Dan de opbrengsten. Ik heb er net al wat over gezegd. Het voorstel van de Commissie
is dat die opbrengsten ten goede komen aan alle elektriciteitsgebruikers. Ik zou zeggen:
laat het ten goede komen aan de mensen die het het allerhardst nodig hebben, mensen
in de energiearmoede. Ik kan me ook voorstellen dat als de prijzen heel erg hoog zijn,
we een aantal energie-intensieve bedrijven waarvan we zeggen dat we ze willen behouden
in Nederland of Europa, door deze periode van hoge prijzen heen helpen. Kan het geld
daar dan niet heen? Kunnen we daar niet iets preciezer in sturen?
Het is sowieso goed dat er een cap komt op overwinsten. Dat kan met contracts for
difference, maar als elektriciteitsproducenten met overwinsten niet werken met contracts
for difference, kunnen we dat goed oplossen met dit voorstel.

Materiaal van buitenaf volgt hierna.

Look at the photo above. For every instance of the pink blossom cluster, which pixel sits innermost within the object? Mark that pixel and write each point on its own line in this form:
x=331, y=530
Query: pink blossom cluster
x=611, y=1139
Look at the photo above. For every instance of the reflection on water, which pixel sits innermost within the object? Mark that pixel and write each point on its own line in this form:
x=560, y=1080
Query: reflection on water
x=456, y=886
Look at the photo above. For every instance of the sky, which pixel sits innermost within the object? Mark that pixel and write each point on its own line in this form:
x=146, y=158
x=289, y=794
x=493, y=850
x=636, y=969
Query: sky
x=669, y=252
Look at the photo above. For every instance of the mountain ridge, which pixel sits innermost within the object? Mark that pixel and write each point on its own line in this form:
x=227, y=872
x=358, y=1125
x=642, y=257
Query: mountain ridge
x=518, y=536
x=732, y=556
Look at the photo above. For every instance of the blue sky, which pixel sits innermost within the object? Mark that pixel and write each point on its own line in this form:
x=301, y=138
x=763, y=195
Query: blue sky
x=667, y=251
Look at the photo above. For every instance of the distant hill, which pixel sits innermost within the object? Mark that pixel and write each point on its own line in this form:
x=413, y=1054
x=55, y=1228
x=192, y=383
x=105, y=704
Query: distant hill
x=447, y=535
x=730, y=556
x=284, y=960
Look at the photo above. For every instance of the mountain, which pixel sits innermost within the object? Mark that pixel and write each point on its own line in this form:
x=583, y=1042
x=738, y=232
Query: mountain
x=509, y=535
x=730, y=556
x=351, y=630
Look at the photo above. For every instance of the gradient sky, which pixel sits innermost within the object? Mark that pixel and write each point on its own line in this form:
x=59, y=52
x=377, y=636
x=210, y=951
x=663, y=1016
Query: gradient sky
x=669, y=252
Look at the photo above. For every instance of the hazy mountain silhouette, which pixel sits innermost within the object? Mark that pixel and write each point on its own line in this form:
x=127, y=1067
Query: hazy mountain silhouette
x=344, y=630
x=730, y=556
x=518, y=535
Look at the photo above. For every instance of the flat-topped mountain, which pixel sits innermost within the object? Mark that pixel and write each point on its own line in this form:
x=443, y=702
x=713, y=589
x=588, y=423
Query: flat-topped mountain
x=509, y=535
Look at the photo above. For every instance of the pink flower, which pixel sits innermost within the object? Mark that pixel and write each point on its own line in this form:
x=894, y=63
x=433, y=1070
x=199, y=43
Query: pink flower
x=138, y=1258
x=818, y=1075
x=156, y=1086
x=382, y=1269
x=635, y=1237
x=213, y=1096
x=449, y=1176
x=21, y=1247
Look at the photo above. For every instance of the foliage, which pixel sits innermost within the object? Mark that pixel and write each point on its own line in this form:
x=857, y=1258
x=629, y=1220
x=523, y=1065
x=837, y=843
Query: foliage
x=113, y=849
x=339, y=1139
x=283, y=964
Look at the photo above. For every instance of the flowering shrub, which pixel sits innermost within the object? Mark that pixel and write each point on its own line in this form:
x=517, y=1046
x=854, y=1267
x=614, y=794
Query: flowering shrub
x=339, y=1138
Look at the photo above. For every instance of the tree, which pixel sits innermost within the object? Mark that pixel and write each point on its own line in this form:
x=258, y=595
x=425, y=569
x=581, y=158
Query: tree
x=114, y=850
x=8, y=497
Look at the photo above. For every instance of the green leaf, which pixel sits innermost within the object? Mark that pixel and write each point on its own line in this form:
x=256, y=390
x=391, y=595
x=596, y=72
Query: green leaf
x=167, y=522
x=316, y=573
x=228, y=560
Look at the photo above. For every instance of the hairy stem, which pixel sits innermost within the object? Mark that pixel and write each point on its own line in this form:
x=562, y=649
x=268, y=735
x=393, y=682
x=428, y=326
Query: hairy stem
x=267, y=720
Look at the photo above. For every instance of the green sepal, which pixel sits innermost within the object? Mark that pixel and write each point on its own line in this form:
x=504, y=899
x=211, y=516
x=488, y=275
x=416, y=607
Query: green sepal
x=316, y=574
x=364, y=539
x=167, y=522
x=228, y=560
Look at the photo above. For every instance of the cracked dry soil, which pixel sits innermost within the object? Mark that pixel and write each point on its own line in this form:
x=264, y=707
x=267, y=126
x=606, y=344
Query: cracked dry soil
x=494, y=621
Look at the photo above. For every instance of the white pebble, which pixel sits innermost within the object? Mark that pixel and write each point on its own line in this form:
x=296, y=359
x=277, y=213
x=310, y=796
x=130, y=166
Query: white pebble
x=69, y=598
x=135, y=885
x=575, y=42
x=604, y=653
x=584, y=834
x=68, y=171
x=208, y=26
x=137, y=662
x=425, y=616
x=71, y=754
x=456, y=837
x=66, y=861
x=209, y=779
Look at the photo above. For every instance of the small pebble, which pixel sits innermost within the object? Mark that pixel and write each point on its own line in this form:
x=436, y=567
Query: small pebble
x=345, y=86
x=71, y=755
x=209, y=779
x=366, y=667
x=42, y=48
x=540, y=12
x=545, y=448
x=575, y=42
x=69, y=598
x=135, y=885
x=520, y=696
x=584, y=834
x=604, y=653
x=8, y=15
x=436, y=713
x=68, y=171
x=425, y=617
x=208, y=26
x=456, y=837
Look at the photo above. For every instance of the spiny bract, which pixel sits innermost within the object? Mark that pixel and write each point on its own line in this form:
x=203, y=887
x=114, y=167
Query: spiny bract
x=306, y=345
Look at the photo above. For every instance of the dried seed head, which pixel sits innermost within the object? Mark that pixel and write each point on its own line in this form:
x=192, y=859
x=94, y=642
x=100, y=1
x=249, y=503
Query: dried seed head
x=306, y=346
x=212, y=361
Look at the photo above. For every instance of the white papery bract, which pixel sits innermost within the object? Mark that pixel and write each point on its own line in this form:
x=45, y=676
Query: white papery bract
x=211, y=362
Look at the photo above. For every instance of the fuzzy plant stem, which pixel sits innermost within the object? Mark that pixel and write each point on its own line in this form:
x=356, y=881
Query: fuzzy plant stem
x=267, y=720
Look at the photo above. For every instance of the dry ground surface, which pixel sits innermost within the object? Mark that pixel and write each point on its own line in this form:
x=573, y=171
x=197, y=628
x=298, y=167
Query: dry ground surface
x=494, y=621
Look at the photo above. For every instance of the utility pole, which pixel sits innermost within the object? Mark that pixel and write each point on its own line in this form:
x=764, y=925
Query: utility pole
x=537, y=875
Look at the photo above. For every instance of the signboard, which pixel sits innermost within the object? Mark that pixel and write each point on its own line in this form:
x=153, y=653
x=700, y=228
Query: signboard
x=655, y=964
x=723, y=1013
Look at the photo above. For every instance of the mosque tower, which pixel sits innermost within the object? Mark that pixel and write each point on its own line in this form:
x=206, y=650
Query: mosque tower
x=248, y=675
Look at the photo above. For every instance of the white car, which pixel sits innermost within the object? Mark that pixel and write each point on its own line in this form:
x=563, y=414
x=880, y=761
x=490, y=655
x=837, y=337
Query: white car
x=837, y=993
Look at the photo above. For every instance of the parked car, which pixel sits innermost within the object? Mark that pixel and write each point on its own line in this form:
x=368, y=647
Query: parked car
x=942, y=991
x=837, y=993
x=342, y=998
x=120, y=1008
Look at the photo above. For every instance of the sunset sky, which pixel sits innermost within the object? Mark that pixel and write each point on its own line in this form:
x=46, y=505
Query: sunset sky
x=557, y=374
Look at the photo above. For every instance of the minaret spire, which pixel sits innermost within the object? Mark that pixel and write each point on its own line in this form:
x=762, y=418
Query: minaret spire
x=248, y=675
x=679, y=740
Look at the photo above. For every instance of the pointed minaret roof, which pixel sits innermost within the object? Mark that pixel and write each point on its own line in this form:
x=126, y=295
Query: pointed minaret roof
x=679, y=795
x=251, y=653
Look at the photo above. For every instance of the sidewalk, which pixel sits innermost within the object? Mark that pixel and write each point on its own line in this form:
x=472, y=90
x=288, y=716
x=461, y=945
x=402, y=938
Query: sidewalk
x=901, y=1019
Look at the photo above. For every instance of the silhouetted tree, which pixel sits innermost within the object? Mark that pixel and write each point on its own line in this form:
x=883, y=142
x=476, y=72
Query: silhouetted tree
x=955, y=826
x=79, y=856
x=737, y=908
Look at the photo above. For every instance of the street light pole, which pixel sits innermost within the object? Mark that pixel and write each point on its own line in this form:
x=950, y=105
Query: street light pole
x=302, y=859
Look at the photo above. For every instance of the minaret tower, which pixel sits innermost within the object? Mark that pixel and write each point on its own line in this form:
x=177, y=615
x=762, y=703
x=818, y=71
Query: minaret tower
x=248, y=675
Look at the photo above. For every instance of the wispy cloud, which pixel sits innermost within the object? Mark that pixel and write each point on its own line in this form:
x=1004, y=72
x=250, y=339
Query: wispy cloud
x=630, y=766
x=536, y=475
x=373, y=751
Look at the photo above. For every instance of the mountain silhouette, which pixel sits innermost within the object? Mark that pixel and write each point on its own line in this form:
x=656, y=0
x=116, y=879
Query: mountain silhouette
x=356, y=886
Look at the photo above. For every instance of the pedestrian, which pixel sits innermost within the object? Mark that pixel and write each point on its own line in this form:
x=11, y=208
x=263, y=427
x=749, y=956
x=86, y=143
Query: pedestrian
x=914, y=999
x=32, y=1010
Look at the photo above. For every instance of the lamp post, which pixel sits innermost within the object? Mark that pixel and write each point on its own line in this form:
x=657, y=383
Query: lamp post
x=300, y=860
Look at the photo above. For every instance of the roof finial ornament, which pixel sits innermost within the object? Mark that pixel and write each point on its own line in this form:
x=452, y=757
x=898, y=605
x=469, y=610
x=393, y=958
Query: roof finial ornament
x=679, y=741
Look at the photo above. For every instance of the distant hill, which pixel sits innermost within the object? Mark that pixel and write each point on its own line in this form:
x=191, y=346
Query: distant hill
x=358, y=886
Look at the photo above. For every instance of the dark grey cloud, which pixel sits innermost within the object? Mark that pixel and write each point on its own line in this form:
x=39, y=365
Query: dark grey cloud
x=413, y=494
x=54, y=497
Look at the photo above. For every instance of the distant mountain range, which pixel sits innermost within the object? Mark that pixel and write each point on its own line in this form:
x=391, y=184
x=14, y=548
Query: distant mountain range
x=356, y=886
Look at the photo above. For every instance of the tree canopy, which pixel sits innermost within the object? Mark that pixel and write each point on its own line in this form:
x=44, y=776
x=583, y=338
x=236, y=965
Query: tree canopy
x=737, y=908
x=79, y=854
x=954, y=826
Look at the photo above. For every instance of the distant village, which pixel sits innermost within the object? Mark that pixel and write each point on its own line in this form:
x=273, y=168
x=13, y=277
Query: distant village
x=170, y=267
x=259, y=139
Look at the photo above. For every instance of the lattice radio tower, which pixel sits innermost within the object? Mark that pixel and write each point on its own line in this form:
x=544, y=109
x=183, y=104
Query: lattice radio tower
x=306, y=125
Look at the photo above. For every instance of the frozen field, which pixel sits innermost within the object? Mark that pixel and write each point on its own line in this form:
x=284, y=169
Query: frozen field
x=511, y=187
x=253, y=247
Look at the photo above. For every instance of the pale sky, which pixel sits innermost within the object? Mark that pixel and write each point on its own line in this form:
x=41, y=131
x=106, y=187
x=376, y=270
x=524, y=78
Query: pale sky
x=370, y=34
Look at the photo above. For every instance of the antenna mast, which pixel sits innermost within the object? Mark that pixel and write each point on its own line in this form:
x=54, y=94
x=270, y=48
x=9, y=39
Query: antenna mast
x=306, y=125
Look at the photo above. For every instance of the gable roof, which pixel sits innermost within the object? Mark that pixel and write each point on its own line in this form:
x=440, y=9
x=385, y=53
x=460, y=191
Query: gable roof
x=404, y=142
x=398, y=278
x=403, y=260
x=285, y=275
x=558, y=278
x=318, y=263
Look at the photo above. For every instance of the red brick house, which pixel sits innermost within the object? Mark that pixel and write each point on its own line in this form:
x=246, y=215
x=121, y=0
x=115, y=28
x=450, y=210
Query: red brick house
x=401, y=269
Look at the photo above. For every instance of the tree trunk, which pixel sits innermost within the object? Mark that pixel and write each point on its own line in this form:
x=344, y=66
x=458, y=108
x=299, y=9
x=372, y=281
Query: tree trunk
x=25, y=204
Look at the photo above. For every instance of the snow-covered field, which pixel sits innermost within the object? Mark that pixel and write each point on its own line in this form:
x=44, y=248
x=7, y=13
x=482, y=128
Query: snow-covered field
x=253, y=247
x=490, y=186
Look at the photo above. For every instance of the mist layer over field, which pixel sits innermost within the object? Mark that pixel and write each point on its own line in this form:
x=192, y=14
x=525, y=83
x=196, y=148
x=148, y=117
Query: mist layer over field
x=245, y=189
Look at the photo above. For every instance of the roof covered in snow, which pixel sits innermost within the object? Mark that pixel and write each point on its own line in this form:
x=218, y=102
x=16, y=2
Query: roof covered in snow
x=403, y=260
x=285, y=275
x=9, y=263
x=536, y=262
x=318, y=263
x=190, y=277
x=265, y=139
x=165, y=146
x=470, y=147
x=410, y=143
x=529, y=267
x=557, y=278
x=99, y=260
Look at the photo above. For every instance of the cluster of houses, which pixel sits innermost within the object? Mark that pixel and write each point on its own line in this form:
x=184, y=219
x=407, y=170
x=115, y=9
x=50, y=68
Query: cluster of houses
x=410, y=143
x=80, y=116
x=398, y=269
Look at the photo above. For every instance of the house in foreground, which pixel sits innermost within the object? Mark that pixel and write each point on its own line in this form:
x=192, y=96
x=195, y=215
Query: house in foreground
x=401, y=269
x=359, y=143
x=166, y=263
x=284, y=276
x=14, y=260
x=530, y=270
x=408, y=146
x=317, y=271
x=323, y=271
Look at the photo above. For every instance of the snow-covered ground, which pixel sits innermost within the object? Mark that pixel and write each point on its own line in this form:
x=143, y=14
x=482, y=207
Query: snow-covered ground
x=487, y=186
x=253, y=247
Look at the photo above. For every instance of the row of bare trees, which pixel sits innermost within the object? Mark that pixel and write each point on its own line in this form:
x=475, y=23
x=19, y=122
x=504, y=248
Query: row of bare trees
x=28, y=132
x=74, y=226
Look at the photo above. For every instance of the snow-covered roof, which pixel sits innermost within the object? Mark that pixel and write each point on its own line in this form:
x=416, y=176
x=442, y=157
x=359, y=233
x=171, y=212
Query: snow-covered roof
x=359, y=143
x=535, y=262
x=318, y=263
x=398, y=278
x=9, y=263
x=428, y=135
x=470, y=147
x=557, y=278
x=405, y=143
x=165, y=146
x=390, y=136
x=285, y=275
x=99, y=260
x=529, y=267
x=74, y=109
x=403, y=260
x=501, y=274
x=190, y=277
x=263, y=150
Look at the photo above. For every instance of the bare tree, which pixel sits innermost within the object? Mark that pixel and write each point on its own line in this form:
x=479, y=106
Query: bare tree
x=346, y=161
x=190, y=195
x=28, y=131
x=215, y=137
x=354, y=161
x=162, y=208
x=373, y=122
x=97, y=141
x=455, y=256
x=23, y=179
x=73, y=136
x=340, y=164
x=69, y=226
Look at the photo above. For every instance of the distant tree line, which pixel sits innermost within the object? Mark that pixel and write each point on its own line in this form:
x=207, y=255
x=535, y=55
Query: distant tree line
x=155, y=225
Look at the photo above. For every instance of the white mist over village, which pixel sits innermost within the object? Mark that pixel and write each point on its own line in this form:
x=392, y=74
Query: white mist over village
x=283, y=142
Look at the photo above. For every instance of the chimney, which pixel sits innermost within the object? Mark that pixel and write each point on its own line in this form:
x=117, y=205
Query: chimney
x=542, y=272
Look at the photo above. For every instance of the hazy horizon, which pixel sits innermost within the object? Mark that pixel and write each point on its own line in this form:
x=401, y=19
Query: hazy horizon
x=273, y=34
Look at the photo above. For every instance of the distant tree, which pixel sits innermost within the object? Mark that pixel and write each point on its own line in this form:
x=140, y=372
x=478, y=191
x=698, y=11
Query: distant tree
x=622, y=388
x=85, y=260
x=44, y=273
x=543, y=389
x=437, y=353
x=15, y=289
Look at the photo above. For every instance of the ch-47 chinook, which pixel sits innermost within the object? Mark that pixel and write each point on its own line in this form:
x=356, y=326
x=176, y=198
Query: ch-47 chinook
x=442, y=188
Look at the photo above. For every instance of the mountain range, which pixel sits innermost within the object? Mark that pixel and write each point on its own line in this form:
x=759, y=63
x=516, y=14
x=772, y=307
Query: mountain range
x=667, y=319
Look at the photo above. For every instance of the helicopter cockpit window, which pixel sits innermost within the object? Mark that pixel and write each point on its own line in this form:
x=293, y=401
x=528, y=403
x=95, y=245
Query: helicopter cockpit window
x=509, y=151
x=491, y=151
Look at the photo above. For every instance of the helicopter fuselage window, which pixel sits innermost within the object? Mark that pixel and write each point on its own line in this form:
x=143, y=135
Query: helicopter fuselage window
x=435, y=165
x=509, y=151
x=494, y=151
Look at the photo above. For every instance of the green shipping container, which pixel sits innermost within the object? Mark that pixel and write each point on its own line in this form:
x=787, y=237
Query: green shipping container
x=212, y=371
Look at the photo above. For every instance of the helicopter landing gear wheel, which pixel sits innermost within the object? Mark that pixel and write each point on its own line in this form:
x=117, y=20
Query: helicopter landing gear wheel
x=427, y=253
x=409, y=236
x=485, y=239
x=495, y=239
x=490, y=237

Dan heb ik nog de vraag wanneer er ingegrepen kan worden als er enorme prijsstijgingen
zijn. Als ik het goed begrijp zegt de Minister: ik weet niet precies wanneer we kunnen
ingrijpen en ook op een eenduidige manier. Maar daar kunnen we toch iets over afspreken?
Bijvoorbeeld mijn fractie in het parlement stelt voor: als de prijs twee keer zo hoog
is als hij de afgelopen vijf jaar gemiddeld was, dan weet je dat je te maken hebt
met extreme prijzen en dat is tevens het objectief meetbare moment om in te grijpen.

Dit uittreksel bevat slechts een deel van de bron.